Iriset stops. Her heart is pounding. The moon is high tonight, shuttered by rolling clouds. But tiny silver lights flicker in the elegant, swaying young trees so she can see Maimeri clearly. Az’s staring right into her eyes.

“It really is yours,” az says. Ahz free hand hovers near her face.

Iriset sighs tremblingly and tilts her face permissively.

Maimeri skims fingers along her cheek. It’s difficult not to let her eyes fall shut.

“He’ll be all right,” Maimeri says very quietly. “No one dies fromcancer unless they’re addicted to it. And we’re going to make the Holy Design, where he belongs, which suits his design.”

Every particle of her being wants to follow up on cancer addiction, what the fuck, and it’s anguishing not to. But later. “Little Rabbit,” she says deliberately. “Why did you come back with Lyric? Why are you going along with this scheme to unravel your own mother and reorder the entire design of your world?”

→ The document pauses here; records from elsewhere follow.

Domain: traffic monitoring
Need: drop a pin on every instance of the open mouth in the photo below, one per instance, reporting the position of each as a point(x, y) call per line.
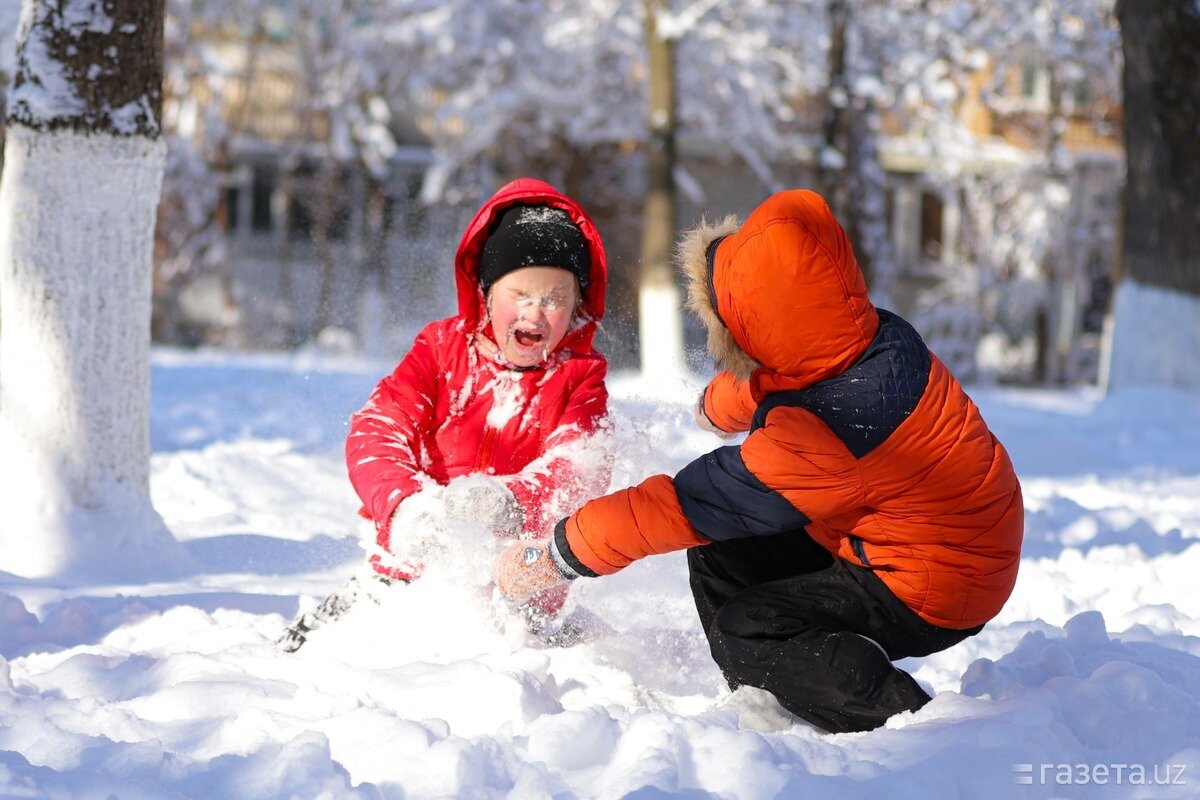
point(527, 338)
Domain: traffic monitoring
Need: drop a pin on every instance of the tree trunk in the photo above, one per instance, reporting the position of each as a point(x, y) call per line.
point(831, 166)
point(84, 166)
point(322, 230)
point(1156, 328)
point(659, 308)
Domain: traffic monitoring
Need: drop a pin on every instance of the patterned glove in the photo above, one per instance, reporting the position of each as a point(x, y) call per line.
point(525, 569)
point(703, 422)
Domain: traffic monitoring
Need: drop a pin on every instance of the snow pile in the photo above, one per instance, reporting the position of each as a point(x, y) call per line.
point(175, 690)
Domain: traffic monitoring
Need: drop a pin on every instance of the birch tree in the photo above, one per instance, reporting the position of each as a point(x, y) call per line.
point(83, 169)
point(1157, 314)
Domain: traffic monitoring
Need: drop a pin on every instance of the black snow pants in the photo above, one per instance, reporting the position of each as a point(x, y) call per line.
point(785, 615)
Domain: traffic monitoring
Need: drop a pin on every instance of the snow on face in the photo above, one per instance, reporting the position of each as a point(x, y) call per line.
point(531, 310)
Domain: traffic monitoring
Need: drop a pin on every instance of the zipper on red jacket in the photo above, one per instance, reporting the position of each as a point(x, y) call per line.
point(485, 449)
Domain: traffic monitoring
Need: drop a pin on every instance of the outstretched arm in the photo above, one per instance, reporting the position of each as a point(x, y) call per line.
point(387, 444)
point(576, 464)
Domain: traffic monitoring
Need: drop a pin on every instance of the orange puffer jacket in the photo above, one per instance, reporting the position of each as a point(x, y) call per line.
point(858, 433)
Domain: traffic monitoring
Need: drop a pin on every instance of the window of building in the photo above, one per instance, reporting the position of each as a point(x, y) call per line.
point(930, 226)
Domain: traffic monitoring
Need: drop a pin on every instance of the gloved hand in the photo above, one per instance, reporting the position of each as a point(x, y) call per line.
point(483, 500)
point(525, 569)
point(703, 422)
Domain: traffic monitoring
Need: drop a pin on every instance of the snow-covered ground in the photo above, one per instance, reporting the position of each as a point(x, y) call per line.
point(1086, 686)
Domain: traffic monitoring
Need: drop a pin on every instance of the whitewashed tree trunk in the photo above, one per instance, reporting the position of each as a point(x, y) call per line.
point(659, 300)
point(83, 169)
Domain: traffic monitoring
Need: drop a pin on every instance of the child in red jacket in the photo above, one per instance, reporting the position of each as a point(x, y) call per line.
point(496, 419)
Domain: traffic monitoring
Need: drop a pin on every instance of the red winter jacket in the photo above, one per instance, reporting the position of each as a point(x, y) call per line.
point(448, 411)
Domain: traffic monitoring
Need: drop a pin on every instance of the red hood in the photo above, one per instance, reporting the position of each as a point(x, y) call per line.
point(528, 191)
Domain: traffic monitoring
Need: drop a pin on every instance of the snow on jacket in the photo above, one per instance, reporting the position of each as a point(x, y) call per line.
point(447, 410)
point(858, 433)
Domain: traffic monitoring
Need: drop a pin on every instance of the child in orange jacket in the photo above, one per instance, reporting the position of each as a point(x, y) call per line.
point(869, 515)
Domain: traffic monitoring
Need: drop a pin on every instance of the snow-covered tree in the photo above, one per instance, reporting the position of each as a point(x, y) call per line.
point(1156, 334)
point(83, 168)
point(561, 90)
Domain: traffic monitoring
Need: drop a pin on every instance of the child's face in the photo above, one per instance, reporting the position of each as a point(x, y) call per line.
point(532, 310)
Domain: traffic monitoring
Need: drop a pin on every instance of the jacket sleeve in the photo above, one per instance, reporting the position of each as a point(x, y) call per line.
point(729, 403)
point(387, 439)
point(785, 475)
point(576, 464)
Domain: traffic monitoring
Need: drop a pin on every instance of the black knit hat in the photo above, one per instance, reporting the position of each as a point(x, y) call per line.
point(533, 235)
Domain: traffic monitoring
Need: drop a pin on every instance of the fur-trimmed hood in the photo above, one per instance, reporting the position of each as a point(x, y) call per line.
point(691, 258)
point(781, 294)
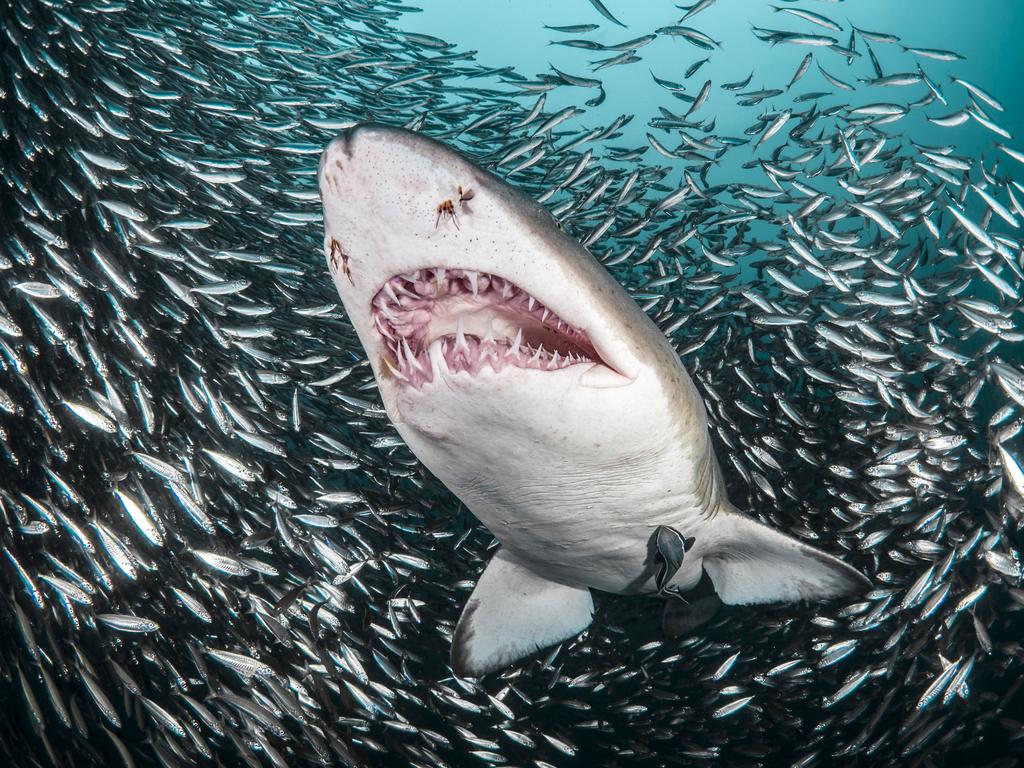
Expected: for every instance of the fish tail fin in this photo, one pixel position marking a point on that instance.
(750, 563)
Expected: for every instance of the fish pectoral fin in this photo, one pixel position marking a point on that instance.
(749, 563)
(513, 612)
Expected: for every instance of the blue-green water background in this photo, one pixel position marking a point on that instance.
(511, 33)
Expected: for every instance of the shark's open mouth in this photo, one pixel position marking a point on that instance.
(470, 320)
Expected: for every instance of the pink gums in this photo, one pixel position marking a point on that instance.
(409, 306)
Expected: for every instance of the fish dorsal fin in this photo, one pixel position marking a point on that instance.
(751, 563)
(513, 612)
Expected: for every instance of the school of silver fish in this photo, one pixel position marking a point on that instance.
(215, 548)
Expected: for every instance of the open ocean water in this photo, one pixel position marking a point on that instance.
(217, 551)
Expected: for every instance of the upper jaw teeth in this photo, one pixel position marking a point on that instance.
(408, 305)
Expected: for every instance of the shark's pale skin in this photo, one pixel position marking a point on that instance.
(572, 455)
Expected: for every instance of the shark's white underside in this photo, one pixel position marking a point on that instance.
(571, 464)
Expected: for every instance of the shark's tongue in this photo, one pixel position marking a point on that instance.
(470, 320)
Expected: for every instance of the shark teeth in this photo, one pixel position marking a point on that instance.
(415, 313)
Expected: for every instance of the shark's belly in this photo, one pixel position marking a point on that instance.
(600, 553)
(591, 532)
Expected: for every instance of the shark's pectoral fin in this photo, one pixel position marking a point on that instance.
(513, 612)
(751, 563)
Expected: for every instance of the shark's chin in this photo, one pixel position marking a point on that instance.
(454, 321)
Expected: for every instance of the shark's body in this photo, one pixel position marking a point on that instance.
(571, 462)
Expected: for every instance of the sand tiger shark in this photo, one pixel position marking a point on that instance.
(525, 379)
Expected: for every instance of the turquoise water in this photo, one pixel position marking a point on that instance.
(512, 33)
(170, 334)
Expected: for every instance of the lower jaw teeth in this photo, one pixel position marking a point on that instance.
(470, 353)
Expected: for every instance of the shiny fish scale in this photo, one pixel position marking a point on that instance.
(168, 337)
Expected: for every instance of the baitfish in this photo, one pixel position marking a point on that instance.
(527, 380)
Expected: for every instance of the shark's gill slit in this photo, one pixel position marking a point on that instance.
(468, 320)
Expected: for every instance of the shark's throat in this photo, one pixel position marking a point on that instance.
(469, 320)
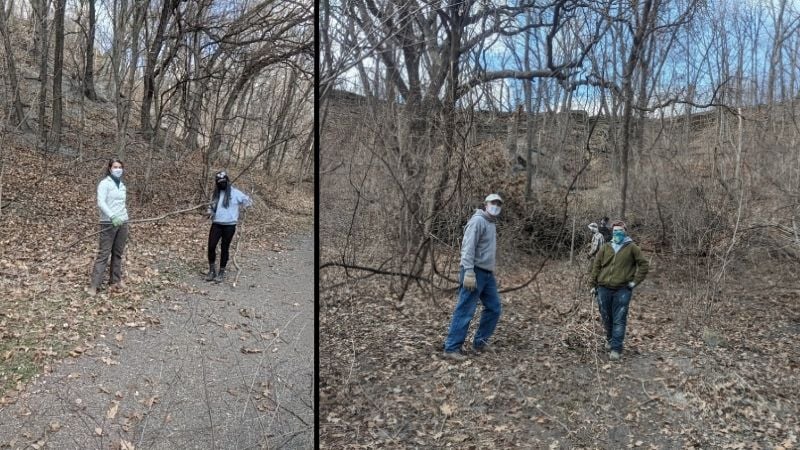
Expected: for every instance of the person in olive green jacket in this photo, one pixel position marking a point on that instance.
(618, 267)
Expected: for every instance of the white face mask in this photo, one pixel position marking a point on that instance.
(493, 209)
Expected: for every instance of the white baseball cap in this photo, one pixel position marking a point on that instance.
(493, 197)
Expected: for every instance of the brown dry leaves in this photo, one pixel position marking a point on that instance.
(683, 382)
(49, 202)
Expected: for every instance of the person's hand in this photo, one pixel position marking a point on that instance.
(469, 280)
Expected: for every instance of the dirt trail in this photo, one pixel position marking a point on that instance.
(220, 367)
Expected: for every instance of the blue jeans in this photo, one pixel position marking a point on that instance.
(486, 291)
(614, 312)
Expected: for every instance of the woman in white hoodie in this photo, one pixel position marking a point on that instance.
(224, 213)
(111, 201)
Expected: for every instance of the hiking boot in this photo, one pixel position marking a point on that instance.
(456, 355)
(220, 275)
(211, 273)
(483, 349)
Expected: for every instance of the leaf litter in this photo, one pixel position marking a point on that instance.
(686, 379)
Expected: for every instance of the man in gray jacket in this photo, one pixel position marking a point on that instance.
(478, 249)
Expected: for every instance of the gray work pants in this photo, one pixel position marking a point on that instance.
(112, 243)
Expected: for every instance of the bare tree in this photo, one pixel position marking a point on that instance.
(88, 68)
(16, 107)
(58, 71)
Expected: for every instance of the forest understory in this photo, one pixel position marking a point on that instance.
(693, 374)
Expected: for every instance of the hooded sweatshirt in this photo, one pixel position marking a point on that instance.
(618, 264)
(230, 215)
(111, 200)
(479, 245)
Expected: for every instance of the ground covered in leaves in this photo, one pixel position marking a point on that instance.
(49, 218)
(694, 374)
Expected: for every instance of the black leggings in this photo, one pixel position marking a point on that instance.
(226, 233)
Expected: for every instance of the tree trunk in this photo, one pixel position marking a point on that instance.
(43, 57)
(58, 70)
(17, 110)
(88, 69)
(148, 77)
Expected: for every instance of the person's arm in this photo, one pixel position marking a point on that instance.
(596, 265)
(102, 195)
(642, 265)
(596, 242)
(468, 244)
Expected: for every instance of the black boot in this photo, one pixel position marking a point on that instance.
(211, 273)
(220, 275)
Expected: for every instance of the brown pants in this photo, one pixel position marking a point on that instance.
(112, 243)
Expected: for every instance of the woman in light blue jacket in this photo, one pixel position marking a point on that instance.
(111, 199)
(224, 213)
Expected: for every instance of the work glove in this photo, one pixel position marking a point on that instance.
(469, 280)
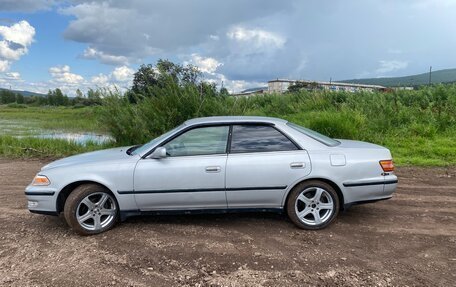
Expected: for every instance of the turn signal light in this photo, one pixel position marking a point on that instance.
(387, 165)
(40, 180)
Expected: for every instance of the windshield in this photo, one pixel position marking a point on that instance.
(315, 135)
(144, 148)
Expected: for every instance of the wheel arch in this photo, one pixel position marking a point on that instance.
(69, 188)
(325, 180)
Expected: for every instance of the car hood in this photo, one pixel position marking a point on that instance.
(357, 144)
(90, 157)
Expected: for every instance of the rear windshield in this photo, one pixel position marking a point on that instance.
(313, 134)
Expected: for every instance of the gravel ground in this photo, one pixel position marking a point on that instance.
(408, 240)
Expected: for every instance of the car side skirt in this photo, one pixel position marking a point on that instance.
(124, 214)
(348, 205)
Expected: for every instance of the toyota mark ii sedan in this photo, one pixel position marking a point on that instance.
(216, 164)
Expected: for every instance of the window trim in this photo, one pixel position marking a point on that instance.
(230, 133)
(298, 147)
(194, 128)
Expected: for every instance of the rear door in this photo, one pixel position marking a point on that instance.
(261, 166)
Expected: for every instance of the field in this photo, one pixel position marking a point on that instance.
(406, 241)
(419, 127)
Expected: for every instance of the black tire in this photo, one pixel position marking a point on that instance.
(313, 208)
(102, 214)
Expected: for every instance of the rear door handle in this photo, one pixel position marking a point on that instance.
(297, 165)
(213, 169)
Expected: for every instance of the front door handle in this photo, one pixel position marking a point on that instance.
(297, 165)
(213, 169)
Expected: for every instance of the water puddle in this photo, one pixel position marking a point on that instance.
(22, 130)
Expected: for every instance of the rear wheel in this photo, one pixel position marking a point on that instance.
(313, 205)
(90, 209)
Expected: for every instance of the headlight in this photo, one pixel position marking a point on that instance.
(41, 180)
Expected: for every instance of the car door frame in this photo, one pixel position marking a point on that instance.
(273, 193)
(196, 192)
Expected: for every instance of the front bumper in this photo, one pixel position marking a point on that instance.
(41, 199)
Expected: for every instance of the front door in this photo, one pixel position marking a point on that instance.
(192, 176)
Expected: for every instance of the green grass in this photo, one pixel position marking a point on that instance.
(53, 118)
(29, 147)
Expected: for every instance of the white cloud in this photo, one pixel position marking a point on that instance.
(25, 5)
(62, 75)
(4, 65)
(91, 53)
(256, 37)
(14, 43)
(390, 66)
(101, 80)
(123, 74)
(204, 64)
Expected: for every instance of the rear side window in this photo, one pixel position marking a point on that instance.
(259, 138)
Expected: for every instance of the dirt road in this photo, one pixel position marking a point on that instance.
(408, 240)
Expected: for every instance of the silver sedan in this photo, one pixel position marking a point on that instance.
(216, 164)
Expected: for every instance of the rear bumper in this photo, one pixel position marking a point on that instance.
(369, 191)
(348, 205)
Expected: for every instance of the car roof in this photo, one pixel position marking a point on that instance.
(234, 119)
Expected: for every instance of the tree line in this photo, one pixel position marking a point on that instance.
(145, 81)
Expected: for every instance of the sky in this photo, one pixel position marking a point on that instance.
(71, 44)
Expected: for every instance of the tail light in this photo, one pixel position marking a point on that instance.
(387, 165)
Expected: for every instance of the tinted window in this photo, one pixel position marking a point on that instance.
(313, 134)
(253, 138)
(199, 141)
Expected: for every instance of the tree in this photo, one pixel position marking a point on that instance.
(7, 96)
(159, 76)
(19, 98)
(79, 94)
(224, 92)
(144, 78)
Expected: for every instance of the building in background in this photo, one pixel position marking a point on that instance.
(282, 85)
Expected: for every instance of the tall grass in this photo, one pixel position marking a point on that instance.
(418, 126)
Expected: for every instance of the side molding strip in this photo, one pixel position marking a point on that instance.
(370, 183)
(202, 190)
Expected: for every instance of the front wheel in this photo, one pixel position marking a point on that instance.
(90, 209)
(313, 205)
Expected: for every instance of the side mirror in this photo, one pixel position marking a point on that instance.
(159, 153)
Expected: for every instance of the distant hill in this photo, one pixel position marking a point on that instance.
(441, 76)
(256, 89)
(25, 93)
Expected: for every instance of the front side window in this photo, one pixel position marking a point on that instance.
(259, 138)
(199, 141)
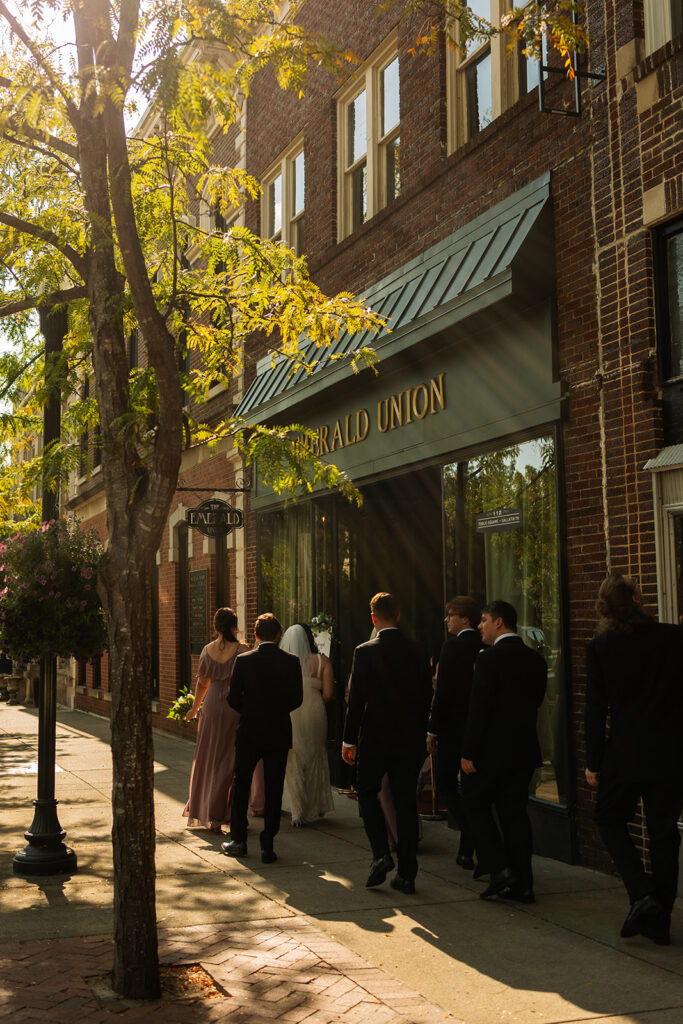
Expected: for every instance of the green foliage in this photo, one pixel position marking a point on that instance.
(559, 22)
(215, 290)
(48, 600)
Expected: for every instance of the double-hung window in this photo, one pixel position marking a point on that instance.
(668, 247)
(369, 125)
(483, 77)
(664, 20)
(669, 280)
(283, 199)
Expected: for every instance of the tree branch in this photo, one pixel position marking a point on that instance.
(35, 52)
(34, 147)
(36, 231)
(34, 301)
(35, 134)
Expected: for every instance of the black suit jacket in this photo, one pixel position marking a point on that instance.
(638, 678)
(508, 687)
(454, 686)
(390, 690)
(265, 686)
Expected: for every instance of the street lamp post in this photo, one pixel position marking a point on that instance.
(46, 853)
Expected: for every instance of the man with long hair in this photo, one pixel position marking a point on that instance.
(634, 673)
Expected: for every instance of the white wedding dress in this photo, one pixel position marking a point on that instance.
(307, 795)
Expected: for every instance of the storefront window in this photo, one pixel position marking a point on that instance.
(286, 548)
(501, 543)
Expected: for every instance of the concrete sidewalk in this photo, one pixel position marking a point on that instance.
(303, 939)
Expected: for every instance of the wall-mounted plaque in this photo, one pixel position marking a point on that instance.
(199, 593)
(499, 519)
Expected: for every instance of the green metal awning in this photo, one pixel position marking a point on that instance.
(504, 251)
(669, 458)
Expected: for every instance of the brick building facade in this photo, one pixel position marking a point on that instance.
(529, 267)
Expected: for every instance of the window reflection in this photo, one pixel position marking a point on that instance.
(501, 542)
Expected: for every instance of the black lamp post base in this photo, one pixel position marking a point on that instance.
(44, 860)
(46, 853)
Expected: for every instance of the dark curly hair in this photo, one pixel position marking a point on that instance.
(225, 624)
(619, 605)
(309, 636)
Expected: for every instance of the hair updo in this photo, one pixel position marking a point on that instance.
(225, 624)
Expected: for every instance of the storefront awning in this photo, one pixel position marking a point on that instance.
(505, 251)
(669, 458)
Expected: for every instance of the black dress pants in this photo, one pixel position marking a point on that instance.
(447, 762)
(616, 806)
(274, 765)
(401, 763)
(510, 845)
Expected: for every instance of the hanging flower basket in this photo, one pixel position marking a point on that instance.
(48, 596)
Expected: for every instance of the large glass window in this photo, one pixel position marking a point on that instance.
(501, 535)
(286, 550)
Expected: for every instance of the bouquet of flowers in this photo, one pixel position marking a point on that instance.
(322, 623)
(181, 706)
(48, 593)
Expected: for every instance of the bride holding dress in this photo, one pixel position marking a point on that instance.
(307, 793)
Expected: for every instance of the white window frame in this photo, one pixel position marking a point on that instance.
(505, 79)
(284, 167)
(368, 79)
(659, 24)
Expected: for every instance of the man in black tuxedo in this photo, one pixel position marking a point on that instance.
(389, 694)
(501, 752)
(449, 714)
(634, 672)
(265, 686)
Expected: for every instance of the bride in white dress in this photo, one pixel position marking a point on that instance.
(307, 793)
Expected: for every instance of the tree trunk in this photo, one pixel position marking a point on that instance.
(135, 957)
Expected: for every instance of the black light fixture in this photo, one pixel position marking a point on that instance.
(46, 853)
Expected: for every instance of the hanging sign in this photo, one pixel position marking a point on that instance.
(214, 518)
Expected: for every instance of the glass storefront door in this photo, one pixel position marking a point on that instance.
(501, 542)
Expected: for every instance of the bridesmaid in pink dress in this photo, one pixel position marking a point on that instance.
(213, 766)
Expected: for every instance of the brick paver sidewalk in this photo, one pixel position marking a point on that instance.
(285, 970)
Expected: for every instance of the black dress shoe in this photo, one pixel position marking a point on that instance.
(233, 849)
(518, 895)
(500, 881)
(645, 912)
(402, 885)
(658, 930)
(379, 869)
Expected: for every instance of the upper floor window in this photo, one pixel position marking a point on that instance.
(369, 125)
(670, 300)
(664, 20)
(284, 198)
(484, 79)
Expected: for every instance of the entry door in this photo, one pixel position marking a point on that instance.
(677, 566)
(671, 598)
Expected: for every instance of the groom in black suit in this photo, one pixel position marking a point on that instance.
(501, 752)
(265, 686)
(450, 708)
(388, 705)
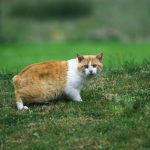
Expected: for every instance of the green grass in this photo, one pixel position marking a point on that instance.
(17, 56)
(114, 114)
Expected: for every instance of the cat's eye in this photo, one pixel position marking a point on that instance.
(94, 65)
(86, 66)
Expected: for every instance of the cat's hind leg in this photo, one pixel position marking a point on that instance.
(74, 94)
(19, 103)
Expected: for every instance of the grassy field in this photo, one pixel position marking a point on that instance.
(114, 114)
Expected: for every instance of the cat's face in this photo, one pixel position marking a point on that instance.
(90, 65)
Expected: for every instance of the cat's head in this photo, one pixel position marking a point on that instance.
(90, 65)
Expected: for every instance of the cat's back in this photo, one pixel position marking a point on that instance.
(48, 68)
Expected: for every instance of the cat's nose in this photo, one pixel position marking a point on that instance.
(91, 71)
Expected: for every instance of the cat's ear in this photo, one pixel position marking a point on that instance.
(99, 56)
(80, 57)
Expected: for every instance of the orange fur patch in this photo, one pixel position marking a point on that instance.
(40, 82)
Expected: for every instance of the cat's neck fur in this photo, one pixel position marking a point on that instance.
(74, 76)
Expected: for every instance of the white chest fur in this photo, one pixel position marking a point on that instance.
(75, 81)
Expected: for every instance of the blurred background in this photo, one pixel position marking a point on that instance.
(39, 30)
(73, 20)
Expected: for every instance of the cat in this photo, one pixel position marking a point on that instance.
(41, 82)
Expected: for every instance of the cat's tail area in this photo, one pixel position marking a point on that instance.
(19, 102)
(15, 80)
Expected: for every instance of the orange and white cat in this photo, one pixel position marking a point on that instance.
(46, 81)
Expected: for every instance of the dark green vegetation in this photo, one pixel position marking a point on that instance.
(30, 20)
(115, 114)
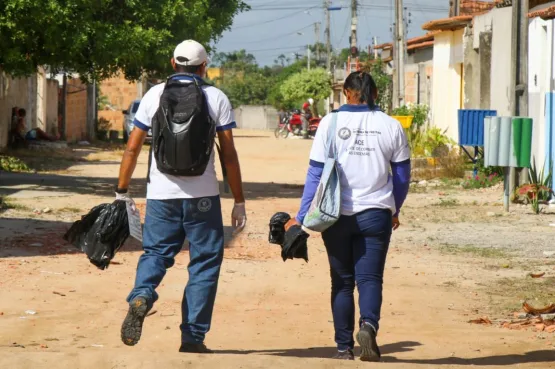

Maimeri lets go of Iriset’s wrist. “Because he asked me to.”

Iriset’s mouth drops open at the plain sincerity. She’s never done anything in her life just because she was asked! (That’s not true, but it certainly feels true. She’s fairly sure she’s spent many hours actively doing the opposite of what she’s asked.)

“Let’s go back,” Maimeri says.

Iriset nods vaguely and lets Maimeri pull her back the way az chased her.

Unfortunately, they step through the gate from Eliri’s yard into the side garden next to River’s suite at the same time Eliri herself arrives: and at her back are the Moon-Eater and numen.

Iriset doesn’t bother keeping the ugly expression off her face. But it hardly matters as the Moon-Eater brightens and bounces around Eliri. “Little Rabbit!” he says happily.

Maimeri tenses and Iriset is disinclined to help, so she steps away as the Moon-Eater kisses his child. She pretends to ignore the numen but keeps herself aware of its exact location. It stands as still as a statue except for the constant shifting of its silver-pink hair.

“I hoped that Lyric Aharté’s return would bring you as well,” the Moon-Eater says. “You look good, strong. Older. Aging like a human still?”

With the Moon-Eater’s hands all over ahz, squeezing shoulders, ruffling sleek hair, pinching ahz chin, peering into ahz eyes, all Maimeri can do is nod.

It’s pretty amusing to see the Moon-Eater so fussy.